Episode 6:  Robert Stripling’s book (largely ghostwritten by the popular writer Bob Considine) is “The Red Plot Against America” (Bell 1949); it describes Hiss’s testimony and reactions to it at 110-16.  More accounts of Hiss’s first testimony are; Nixon at 5-11; Smith at 161-83; Toledano at 151-54; and Weinstein at 21-28.  The full transcript of Hiss’s testimony is in the Alpa Editions reprint of the HUAC hearings at 642-59.

Alger Hiss’s memoir of the Case, “In the Court of Public Opinion” (Knopf 1957) describes at 3-14 Hiss’s reaction to Chambers’ accusations and his first testimony in response.  This book is so dry (in it, Hiss never once describes having feeling) that it has been called the only boring book ever written about this Case.  More interesting pro-Hiss reading is the John Chabot Smith book referenced above and a pro-Hiss book that focuses on Nixon’s misstatements and craftiness (a territory almost as target-rich as Hiss’s testimonies), “A Tissue of Lies:  Nixon vs. Hiss” (McGraw Hill 1979) by Morton and Michael Levitt.  

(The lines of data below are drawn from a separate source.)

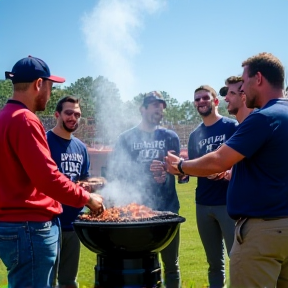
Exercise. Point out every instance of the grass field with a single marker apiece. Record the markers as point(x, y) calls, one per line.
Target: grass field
point(192, 257)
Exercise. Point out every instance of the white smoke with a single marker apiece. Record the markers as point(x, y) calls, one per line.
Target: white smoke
point(111, 31)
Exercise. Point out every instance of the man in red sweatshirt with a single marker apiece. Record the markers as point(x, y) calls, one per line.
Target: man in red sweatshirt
point(31, 186)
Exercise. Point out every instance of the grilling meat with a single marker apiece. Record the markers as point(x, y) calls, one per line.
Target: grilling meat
point(130, 213)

Questions:  You’re Alger Hiss, President of the Carnegie Endowment for International Peace and a minor luminary of America’s post-War foreign policy establishment.   Whittaker Chambers testifies to HUAC that the two of you were in a secret Communist chat group 10-15 years ago and that you two became best friends. 

What do you do?

Several options:  (1) Do nothing, because no one who matters to your life cares a fig for what goes on at HUAC; (2) appear before the Committee with both guns blazing, in the style of the Hollywood Communists (but remember they came to a sticky end); (3) admit, sheepishly, that back in the dark days of the Great Depression, when you were just out of grad school and had more youthful idealism than good judgment, you did something very foolish that, fortunately, did no harm in the long run and you stopped doing it years ago; and (4) calmly deny Chambers’ charges like a gentleman who will not stoop to wrestle in the mud; tough it out, hope Chambers gets tangled up in melodrama, and that, with your sterling reputation and friends in high places, you can emerge in two weeks as fabulous as always and with the added sheen of having repulsed a despicable smear campaign.  Hiss chose #4.

If you were Hiss, would your choice depend much on whether Chambers’ charges were true?  What if they were true and you knew that you two had also been in a spy ring, a major league crime that Chambers could blackmail you with for the rest of your life if you admitted to the chat group and the friendship?  But since he was in the spy ring, too, you could blackmail him for the rest of his life.

Extra Credit Question:  I assume that by now you have read parts of Hiss’s testimony and its dissection by Nixon and Stripling.  As you read Hiss for the first time, did you notice any of the suspicion-raising bits that Nixon and Stripling saw?